About Balfour Declaration in brief
The Balfour Declaration was issued by the British government in 1917 during the First World War. It called for the establishment of a ‘national home for the Jewish people’ in Palestine, then an Ottoman region with a small minority Jewish population. The declaration had many long-lasting consequences. It greatly increased popular support for Zionism within Jewish communities worldwide. It became a core component of the British Mandate for Palestine, the founding document of Mandatory Palestine, which later became Israel and the Palestinian territories. The British government acknowledged in 1939 that the local population’s views should have been taken into account, and recognised in 2017 that the declaration should have called for protection of the Palestinian Arabs’ political rights. Controversy remains over whether the declaration contradicted earlier promises the British made to the Sharif of Mecca. Early British political support for an increased Jewish presence in the region of Palestine was based upon geopolitical calculations. This was led by Lord Palmerston, following the occupation of Syria and Egypt by the Ottoman governor Muhammad Ali of Egypt. These considerations were supported by a sympathetic evangelical sentiment towards the Christian restoration of Palestine. This left Britain without a regional sphere of influence, and thus without a need to create their own regional “protégés” The declaration is considered a principal cause of the ongoing Israeli–Palestinian conflict, often described as the world’s most intractable conflict. The term “national home” had no precedent in international law, and was intentionally vague as to whether a Jewish state was contemplated.
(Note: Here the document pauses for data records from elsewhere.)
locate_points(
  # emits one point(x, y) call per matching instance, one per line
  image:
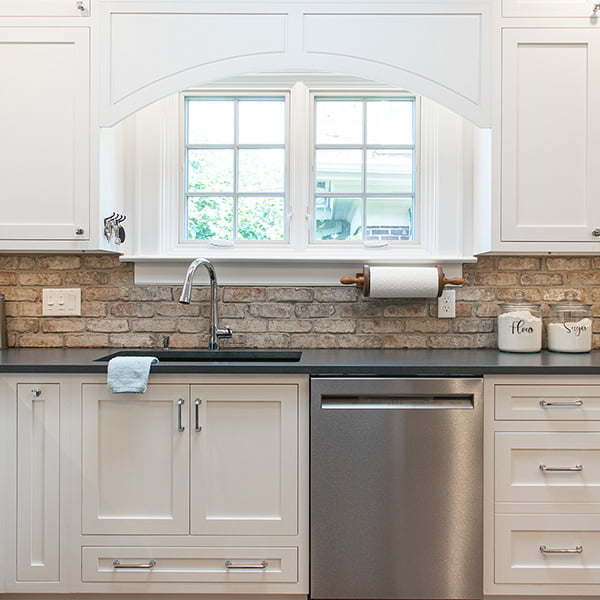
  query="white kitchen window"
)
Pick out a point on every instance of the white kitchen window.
point(234, 172)
point(357, 173)
point(364, 169)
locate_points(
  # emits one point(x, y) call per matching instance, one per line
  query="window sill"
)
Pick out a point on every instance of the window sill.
point(283, 269)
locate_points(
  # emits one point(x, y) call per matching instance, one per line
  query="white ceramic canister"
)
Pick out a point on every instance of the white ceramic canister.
point(570, 325)
point(520, 325)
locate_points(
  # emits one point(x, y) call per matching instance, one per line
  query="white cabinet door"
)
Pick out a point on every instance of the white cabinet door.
point(135, 459)
point(550, 136)
point(244, 459)
point(44, 120)
point(549, 8)
point(38, 480)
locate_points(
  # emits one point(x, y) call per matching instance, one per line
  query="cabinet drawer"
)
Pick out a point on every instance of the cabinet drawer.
point(547, 467)
point(547, 402)
point(571, 543)
point(202, 565)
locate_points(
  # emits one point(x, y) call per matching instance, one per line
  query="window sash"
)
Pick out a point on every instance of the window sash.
point(236, 147)
point(364, 147)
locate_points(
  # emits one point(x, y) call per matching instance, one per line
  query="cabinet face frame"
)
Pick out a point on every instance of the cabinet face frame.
point(38, 482)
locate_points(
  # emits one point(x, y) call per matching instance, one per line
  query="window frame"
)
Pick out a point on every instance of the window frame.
point(152, 177)
point(365, 96)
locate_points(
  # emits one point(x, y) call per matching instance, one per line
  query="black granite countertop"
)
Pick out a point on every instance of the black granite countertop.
point(399, 363)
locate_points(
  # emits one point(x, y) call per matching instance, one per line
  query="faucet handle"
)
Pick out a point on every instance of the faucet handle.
point(225, 332)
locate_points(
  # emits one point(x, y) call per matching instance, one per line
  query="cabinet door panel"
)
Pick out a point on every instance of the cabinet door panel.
point(38, 479)
point(44, 113)
point(135, 461)
point(550, 135)
point(244, 460)
point(519, 477)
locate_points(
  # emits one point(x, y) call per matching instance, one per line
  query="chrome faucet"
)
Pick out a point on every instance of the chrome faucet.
point(186, 294)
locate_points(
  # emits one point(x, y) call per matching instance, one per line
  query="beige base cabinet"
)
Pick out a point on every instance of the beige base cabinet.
point(542, 475)
point(198, 486)
point(36, 481)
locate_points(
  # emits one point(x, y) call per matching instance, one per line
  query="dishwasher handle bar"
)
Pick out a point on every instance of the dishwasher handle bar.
point(396, 392)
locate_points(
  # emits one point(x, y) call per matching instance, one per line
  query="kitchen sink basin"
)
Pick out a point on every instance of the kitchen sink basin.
point(212, 355)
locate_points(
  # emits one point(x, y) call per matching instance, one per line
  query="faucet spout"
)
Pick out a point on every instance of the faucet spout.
point(215, 333)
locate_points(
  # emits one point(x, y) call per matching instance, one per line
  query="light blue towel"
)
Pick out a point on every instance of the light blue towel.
point(129, 374)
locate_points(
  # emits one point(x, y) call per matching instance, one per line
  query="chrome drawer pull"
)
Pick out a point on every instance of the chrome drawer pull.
point(574, 404)
point(197, 403)
point(546, 469)
point(576, 550)
point(180, 426)
point(263, 565)
point(149, 565)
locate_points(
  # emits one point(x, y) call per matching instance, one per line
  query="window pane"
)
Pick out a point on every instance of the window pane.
point(389, 219)
point(210, 170)
point(389, 171)
point(338, 171)
point(261, 170)
point(338, 218)
point(210, 121)
point(261, 219)
point(390, 122)
point(338, 122)
point(262, 121)
point(210, 218)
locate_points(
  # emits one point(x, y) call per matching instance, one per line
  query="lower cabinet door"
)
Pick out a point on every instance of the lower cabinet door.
point(199, 565)
point(135, 461)
point(244, 459)
point(550, 549)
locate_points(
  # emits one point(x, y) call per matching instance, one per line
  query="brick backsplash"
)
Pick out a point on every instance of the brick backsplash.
point(117, 313)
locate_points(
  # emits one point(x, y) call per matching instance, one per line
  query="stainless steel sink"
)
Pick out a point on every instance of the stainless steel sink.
point(212, 355)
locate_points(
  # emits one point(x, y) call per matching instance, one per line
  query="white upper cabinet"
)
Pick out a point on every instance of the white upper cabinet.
point(550, 183)
point(45, 125)
point(549, 8)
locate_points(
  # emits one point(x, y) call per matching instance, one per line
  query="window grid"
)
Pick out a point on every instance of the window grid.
point(235, 147)
point(364, 147)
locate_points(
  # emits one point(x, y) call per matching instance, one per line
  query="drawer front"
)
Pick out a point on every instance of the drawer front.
point(201, 565)
point(547, 402)
point(547, 549)
point(547, 467)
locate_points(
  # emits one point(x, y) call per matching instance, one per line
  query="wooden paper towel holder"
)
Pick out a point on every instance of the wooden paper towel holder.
point(363, 280)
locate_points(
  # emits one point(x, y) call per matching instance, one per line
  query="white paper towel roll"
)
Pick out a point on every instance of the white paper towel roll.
point(403, 282)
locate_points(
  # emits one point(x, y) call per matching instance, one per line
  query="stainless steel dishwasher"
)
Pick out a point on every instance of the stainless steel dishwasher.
point(396, 488)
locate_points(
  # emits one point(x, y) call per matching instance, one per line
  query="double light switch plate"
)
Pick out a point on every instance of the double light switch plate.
point(61, 302)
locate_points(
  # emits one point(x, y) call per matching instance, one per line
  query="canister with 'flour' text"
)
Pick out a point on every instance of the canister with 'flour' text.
point(520, 325)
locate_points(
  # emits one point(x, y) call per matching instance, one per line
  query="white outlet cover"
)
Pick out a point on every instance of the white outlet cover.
point(61, 302)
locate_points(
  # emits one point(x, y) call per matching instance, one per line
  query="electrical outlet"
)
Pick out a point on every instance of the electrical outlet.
point(447, 305)
point(61, 302)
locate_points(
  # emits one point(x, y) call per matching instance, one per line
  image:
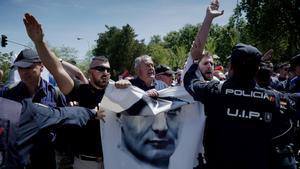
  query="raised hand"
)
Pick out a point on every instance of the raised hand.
point(213, 9)
point(33, 28)
point(268, 55)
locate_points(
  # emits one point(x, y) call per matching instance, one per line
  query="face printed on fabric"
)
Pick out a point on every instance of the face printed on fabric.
point(167, 78)
point(152, 139)
point(146, 70)
point(100, 74)
point(206, 66)
point(31, 74)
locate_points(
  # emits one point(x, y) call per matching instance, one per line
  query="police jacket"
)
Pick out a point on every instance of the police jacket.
point(241, 121)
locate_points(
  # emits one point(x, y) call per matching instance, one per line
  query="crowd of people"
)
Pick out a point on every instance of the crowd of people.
point(252, 116)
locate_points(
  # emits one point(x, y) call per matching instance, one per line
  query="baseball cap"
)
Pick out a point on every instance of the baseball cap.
point(163, 69)
point(245, 55)
point(26, 58)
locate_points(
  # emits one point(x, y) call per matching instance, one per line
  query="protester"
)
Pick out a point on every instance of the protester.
point(145, 80)
point(283, 71)
point(165, 74)
point(1, 78)
point(39, 90)
point(88, 150)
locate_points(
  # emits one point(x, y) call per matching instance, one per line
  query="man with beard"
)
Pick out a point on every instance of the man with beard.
point(87, 147)
point(145, 80)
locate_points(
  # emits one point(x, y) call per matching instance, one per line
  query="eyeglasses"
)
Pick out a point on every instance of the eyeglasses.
point(101, 68)
point(167, 74)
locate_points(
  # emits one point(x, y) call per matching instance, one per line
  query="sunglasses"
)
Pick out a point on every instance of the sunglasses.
point(102, 68)
point(167, 74)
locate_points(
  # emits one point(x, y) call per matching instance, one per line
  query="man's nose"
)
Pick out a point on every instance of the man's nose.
point(160, 125)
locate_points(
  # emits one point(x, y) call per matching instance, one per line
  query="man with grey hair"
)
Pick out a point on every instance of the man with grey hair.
point(145, 80)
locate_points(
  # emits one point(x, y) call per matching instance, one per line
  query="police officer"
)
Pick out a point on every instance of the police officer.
point(242, 119)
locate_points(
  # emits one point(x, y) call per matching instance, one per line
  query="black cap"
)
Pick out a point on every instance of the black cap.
point(163, 69)
point(26, 58)
point(295, 61)
point(245, 55)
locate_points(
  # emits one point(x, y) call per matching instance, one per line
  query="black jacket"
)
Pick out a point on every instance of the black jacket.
point(241, 121)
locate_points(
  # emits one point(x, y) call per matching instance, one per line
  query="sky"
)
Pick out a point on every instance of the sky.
point(63, 21)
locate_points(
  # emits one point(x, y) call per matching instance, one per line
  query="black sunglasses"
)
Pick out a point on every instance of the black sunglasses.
point(101, 68)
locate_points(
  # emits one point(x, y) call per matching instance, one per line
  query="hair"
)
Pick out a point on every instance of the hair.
point(98, 58)
point(140, 59)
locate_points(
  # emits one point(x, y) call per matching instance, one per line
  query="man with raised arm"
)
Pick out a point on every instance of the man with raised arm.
point(88, 149)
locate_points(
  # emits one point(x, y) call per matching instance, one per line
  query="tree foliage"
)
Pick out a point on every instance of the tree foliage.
point(120, 46)
point(6, 60)
point(272, 24)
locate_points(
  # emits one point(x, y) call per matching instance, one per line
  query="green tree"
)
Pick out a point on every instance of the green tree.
point(66, 53)
point(121, 47)
point(5, 64)
point(272, 24)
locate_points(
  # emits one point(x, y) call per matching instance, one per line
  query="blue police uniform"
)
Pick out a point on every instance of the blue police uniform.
point(47, 95)
point(241, 121)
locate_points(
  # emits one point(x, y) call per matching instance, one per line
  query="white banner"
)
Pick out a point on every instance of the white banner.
point(140, 132)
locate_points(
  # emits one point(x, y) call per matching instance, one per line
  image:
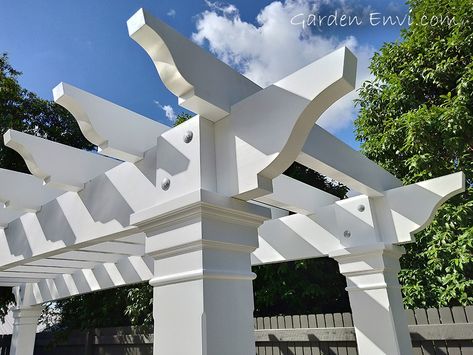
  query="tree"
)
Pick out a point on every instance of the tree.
point(24, 111)
point(416, 120)
point(303, 286)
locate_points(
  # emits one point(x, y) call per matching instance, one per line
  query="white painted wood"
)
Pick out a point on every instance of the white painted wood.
point(24, 192)
point(331, 157)
point(56, 164)
point(187, 194)
point(88, 256)
point(118, 248)
point(375, 298)
point(409, 209)
point(296, 196)
point(203, 84)
point(25, 321)
point(63, 263)
point(127, 270)
point(118, 132)
point(202, 271)
point(6, 216)
point(265, 132)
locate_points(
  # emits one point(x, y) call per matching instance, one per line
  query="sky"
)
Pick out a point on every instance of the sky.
point(85, 43)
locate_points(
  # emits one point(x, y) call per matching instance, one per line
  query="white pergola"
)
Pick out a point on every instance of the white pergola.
point(190, 209)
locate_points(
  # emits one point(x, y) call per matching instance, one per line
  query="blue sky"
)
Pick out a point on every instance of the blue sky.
point(85, 43)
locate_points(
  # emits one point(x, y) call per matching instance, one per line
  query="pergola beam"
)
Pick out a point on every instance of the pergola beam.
point(331, 157)
point(116, 131)
point(56, 164)
point(183, 67)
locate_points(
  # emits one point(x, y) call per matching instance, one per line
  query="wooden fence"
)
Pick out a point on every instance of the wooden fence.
point(442, 331)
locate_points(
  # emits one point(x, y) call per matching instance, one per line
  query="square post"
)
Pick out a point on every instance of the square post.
point(203, 292)
point(25, 322)
point(375, 297)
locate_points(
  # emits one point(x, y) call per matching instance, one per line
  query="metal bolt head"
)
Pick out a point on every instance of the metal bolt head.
point(188, 136)
point(165, 184)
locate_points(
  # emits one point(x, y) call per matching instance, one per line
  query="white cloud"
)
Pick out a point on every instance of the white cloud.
point(168, 111)
point(274, 48)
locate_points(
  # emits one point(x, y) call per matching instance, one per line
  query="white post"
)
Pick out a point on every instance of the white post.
point(378, 313)
point(24, 329)
point(203, 292)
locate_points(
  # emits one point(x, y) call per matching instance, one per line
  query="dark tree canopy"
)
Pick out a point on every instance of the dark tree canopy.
point(22, 110)
point(416, 120)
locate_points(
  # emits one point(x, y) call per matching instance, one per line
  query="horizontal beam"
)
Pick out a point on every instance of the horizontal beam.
point(58, 165)
point(184, 69)
point(74, 221)
point(331, 157)
point(125, 271)
point(252, 152)
point(24, 192)
point(295, 196)
point(116, 131)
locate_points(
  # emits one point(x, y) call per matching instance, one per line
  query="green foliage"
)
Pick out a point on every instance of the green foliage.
point(22, 110)
point(416, 120)
point(182, 117)
point(303, 286)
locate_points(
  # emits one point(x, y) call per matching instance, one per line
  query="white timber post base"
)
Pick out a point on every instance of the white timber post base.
point(25, 322)
point(203, 292)
point(375, 297)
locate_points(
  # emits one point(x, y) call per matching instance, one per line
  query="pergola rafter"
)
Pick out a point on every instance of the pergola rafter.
point(191, 208)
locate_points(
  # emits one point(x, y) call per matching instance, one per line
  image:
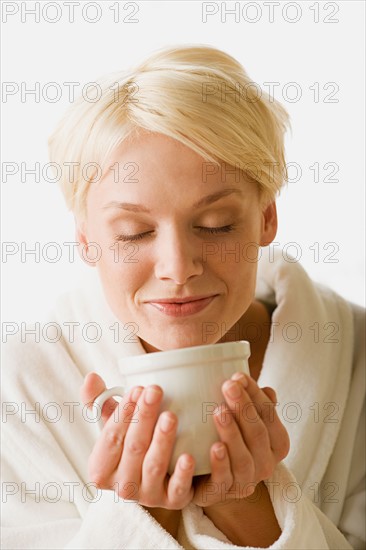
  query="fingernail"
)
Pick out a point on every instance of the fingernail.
point(220, 452)
point(152, 395)
point(185, 462)
point(167, 422)
point(232, 389)
point(240, 377)
point(136, 393)
point(224, 416)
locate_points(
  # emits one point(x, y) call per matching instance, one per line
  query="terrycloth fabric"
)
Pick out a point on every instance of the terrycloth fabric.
point(314, 361)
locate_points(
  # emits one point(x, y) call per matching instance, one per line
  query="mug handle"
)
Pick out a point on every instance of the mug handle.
point(101, 399)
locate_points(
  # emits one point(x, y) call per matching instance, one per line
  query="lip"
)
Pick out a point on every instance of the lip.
point(182, 307)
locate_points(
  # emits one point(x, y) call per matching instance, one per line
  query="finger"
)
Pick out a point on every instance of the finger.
point(92, 387)
point(157, 458)
point(265, 401)
point(180, 491)
point(139, 436)
point(106, 454)
point(251, 427)
point(218, 484)
point(241, 461)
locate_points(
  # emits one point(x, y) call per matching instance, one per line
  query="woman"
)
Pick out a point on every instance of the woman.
point(176, 169)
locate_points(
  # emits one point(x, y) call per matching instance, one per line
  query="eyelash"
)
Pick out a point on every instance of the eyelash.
point(210, 230)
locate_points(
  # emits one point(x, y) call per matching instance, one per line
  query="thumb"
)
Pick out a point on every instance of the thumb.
point(93, 386)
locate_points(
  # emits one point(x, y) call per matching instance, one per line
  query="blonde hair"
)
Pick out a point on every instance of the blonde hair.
point(195, 94)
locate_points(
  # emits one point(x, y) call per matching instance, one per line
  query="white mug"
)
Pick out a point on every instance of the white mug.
point(191, 379)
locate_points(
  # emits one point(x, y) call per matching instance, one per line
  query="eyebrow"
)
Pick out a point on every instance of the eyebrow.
point(205, 201)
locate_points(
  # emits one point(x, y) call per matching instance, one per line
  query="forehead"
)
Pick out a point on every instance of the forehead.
point(152, 167)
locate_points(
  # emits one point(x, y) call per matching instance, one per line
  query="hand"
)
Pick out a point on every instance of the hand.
point(133, 452)
point(253, 441)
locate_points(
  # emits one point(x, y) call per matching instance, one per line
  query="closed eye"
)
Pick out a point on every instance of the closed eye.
point(210, 230)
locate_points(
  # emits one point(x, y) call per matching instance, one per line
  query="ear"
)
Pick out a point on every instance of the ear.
point(269, 224)
point(82, 240)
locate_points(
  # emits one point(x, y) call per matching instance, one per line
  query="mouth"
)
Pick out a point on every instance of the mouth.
point(182, 307)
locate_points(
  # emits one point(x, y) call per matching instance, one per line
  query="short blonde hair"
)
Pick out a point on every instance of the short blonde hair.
point(196, 94)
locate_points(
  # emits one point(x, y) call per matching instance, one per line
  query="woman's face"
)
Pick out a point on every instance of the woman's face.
point(173, 228)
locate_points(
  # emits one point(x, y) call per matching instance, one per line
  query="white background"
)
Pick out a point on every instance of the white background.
point(304, 52)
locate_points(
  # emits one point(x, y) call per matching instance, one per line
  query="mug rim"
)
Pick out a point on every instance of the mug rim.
point(189, 356)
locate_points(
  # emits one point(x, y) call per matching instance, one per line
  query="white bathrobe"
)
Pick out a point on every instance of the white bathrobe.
point(314, 360)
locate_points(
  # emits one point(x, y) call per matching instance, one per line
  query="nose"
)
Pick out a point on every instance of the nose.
point(178, 257)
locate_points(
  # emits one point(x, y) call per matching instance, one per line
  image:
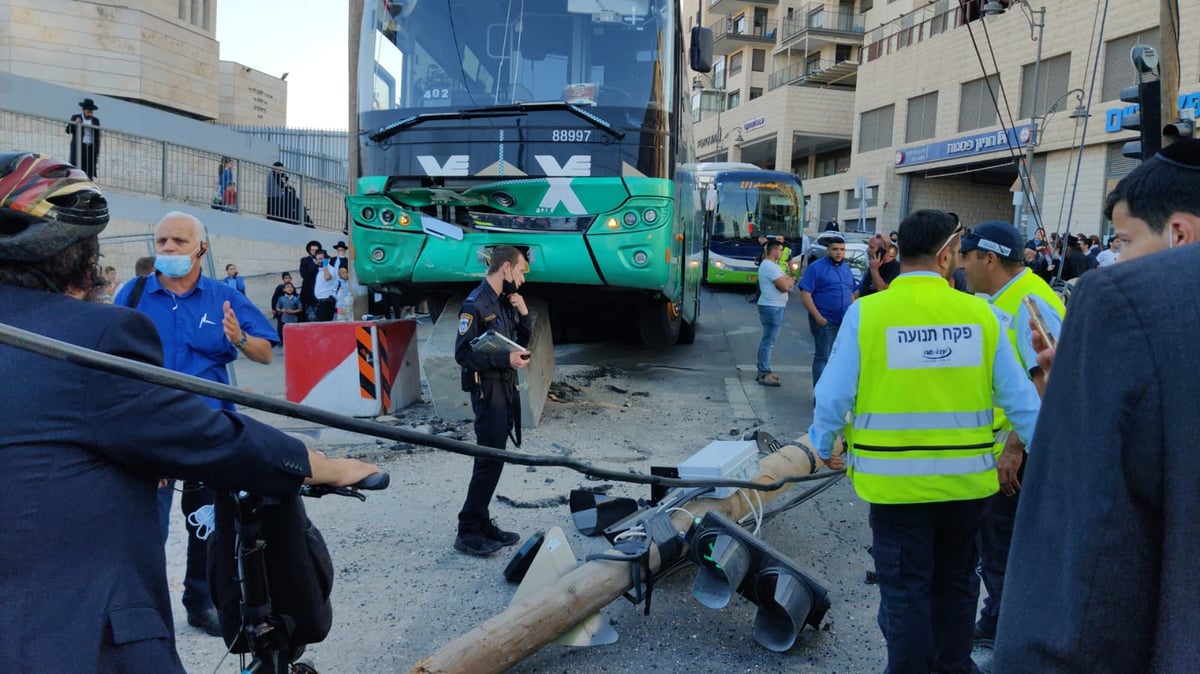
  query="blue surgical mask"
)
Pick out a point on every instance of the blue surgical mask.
point(175, 266)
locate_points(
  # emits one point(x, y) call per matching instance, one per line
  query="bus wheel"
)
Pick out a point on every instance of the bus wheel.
point(659, 322)
point(687, 332)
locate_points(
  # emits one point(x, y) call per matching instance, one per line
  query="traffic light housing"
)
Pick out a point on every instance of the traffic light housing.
point(1181, 128)
point(731, 560)
point(1147, 120)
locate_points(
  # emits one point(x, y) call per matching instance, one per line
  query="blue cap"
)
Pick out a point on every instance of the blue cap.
point(996, 236)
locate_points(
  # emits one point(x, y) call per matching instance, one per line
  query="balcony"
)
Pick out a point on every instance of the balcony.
point(916, 26)
point(816, 72)
point(730, 35)
point(820, 24)
point(735, 6)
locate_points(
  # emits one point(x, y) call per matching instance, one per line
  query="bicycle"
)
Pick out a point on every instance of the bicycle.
point(271, 638)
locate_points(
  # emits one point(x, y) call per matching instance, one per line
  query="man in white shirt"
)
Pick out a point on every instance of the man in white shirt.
point(773, 288)
point(1110, 254)
point(325, 288)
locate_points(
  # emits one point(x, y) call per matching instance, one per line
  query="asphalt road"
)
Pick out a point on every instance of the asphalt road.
point(401, 590)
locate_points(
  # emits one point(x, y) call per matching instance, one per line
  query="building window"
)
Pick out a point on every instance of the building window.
point(977, 108)
point(1053, 84)
point(922, 120)
point(875, 128)
point(832, 163)
point(1117, 70)
point(873, 198)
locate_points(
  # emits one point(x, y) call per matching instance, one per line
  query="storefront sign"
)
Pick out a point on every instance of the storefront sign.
point(965, 146)
point(1113, 118)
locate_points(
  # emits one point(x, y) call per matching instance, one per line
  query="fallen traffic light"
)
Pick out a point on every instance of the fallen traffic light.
point(1147, 120)
point(730, 560)
point(1181, 128)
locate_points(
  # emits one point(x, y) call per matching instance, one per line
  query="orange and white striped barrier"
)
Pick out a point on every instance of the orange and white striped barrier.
point(357, 368)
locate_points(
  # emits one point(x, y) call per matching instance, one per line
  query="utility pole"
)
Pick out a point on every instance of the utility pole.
point(1169, 61)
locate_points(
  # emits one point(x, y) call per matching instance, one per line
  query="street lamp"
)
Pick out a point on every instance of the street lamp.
point(1037, 30)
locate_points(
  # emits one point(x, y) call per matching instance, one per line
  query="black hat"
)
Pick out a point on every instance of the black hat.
point(996, 236)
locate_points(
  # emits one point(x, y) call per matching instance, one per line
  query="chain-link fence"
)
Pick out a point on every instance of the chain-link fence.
point(177, 173)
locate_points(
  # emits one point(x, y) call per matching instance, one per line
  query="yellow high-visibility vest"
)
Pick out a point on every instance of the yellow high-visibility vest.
point(1009, 302)
point(923, 414)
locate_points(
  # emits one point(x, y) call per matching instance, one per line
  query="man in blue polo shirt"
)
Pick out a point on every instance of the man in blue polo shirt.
point(827, 289)
point(203, 324)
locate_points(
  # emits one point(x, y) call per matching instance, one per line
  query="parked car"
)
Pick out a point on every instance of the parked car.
point(856, 251)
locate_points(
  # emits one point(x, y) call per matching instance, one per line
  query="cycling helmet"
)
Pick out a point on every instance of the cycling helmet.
point(46, 205)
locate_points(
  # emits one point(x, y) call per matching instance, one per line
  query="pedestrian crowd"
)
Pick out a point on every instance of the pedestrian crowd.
point(977, 463)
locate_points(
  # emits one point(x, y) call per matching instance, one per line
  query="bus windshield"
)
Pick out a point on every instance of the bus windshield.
point(441, 55)
point(750, 206)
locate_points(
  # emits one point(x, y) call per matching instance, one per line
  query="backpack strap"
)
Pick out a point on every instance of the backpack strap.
point(139, 287)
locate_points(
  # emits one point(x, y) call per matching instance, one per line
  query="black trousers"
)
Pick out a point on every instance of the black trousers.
point(995, 540)
point(925, 561)
point(492, 403)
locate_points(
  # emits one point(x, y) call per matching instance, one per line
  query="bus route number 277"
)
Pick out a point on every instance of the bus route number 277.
point(570, 136)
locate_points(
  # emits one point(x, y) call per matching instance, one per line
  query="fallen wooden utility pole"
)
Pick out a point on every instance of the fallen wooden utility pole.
point(526, 626)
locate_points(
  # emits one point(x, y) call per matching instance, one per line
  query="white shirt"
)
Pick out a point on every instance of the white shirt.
point(768, 294)
point(325, 288)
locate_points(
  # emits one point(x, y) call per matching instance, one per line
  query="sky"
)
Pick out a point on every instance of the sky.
point(305, 38)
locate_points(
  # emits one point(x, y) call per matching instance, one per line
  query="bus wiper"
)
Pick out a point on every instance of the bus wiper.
point(577, 110)
point(515, 109)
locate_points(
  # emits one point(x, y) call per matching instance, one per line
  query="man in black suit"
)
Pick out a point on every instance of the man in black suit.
point(85, 149)
point(83, 575)
point(1102, 575)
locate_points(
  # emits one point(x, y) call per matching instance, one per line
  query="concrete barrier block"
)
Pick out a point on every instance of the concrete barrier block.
point(444, 375)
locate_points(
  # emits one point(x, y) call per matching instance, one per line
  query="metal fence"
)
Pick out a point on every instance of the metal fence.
point(312, 151)
point(187, 175)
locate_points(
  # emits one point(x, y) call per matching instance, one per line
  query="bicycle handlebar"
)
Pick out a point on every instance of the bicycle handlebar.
point(375, 481)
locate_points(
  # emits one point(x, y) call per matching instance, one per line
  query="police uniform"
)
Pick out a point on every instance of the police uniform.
point(921, 367)
point(493, 393)
point(1000, 515)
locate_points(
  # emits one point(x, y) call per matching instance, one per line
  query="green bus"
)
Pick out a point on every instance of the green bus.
point(555, 126)
point(744, 205)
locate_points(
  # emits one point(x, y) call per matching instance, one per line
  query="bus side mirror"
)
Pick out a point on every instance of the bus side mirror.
point(701, 53)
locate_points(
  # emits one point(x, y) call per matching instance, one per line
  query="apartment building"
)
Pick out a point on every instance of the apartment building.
point(159, 53)
point(888, 103)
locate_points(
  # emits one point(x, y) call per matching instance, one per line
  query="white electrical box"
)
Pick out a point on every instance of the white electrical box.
point(723, 459)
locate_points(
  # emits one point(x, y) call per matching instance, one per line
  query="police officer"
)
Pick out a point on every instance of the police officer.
point(994, 262)
point(921, 368)
point(491, 379)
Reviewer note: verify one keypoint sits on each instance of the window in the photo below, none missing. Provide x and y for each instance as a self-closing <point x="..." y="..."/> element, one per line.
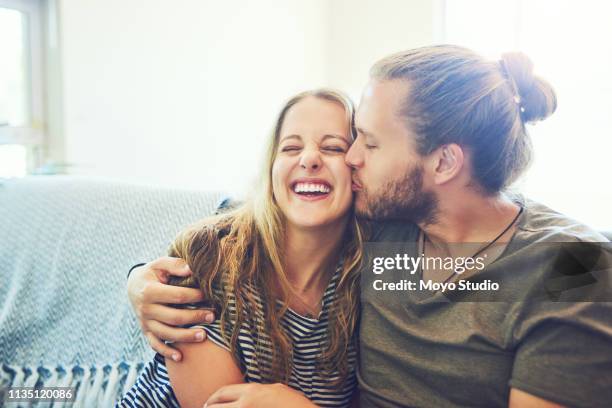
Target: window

The intended boundaries of Palestine were not specified, and the UK government later confirmed that the words “in Palestine” meant that the Jewish national home was not intended to cover all of Palestine. The second half of the declaration was added to satisfy opponents of the policy, who had claimed that it would otherwise prejudice the position of the local population of Palestine and encourage antisemitism worldwide by “stamping the Jews as strangers in their native lands”. The declaration called for safeguarding the civil and religious rights for the Palestinian Arab population, and also the rights and political status of the Jewish communities in other countries outside of Palestine, as well as the status of Jews in any other country. It was published in the press on 9 November 1917 and was the first public expression of support for Zionism by a major political power. A committee was established in April 1915 by British Prime Minister H. H. Asquith to determine their policy towards the Ottoman Empire including Palestine. By late 1917, the wider war had reached a stalemate, with two of Britain’s allies not fully engaged. The U.S. had yet to suffer a casualty and the Russians were in the midst of a revolution with Bolsheviks taking over the government. The release of the final declaration was authorised on 31 October; the preceding Cabinet discussion had referenced perceived propaganda benefits amongst the worldwide Jewish community for the Allied war effort. A stalemate in southern Palestine was broken by the Battle of Beersheba in October 1917.